Professor de direito constitucional vence eleição presidencial na Tunísia

Com mais de 70% dos votos, o professor universitário Kaïs Saïed, um conservador religioso moderado, foi eleito hoje presidente da Tunísia. Venceu no segundo turno o empresário Nabil Karoui, acusado de corrupção, que saiu da cadeia na última quarta-feira, noticiou o jornal francês Le Monde.

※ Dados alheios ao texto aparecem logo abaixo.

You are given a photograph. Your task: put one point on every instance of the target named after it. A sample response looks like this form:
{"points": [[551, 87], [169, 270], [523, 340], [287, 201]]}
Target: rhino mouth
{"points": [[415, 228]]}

A Tunísia é o único país onde a chamada Primavera Árabe democratizou o país, mas todos os partidos políticos tradicionais, laicos ou muçulmanos, foram eliminados no primeiro turno. Duas pesquisas de boca de urna dão 72,5% e 76,9% dos votos ao vencedor.

Para surpresa geral, de um total de 26 candidatos, dois críticos do sistema passaram para o segundo turno, refletindo o descontentamento do eleitorado com a corrupção e a estagnação econômica, razões da revolta que resultou na queda do ditador Zine al-Abidine ben Ali, recentemente falecido.

Ben Ali estava no poder desde 1987. Foi o primeiro ditador a cair na Primavera Árabe, em 14 de janeiro de 2011.

A morte, em julho, do primeiro presidente da Tunísia eleito democraticamente pelo voto direto, secreto e universal, Béji Caïd Essebi, antecipou a eleição. Na sexta-feira à noite, nas últimas horas da campanha, os dois candidatos se enfrentam num debate na televisão sem precedentes na história do país.

Apenas 48 horas depois de sair da prisão, Karoui, mais pragmático, estava hesitante e impreciso. Magnata da mídia e da propaganda, chamado de Berlusconi tunisiano, prometeu ao mesmo tempo liberalismo econômico e combate à pobreza.

Saïed foi duro e intransigente. Prometeu mudar o sistema para dar "o poder ao povo" dentro do primado do direito. "Depois deste debate, até Karoui vai votar em Saïed", ironizaram internautas.

O professor conquistou 18,4% dos votos no primeiro turno. Vários partidos pediram voto nele, inclusive o islamista Nahda, o mais votado nas eleições parlamentares deste mês, elegendo 52 dos 217 deputados da Assembleia Nacional. Conservador e religioso, Saïed defende a descentralização administrativa e uma política externa independente e soberanista.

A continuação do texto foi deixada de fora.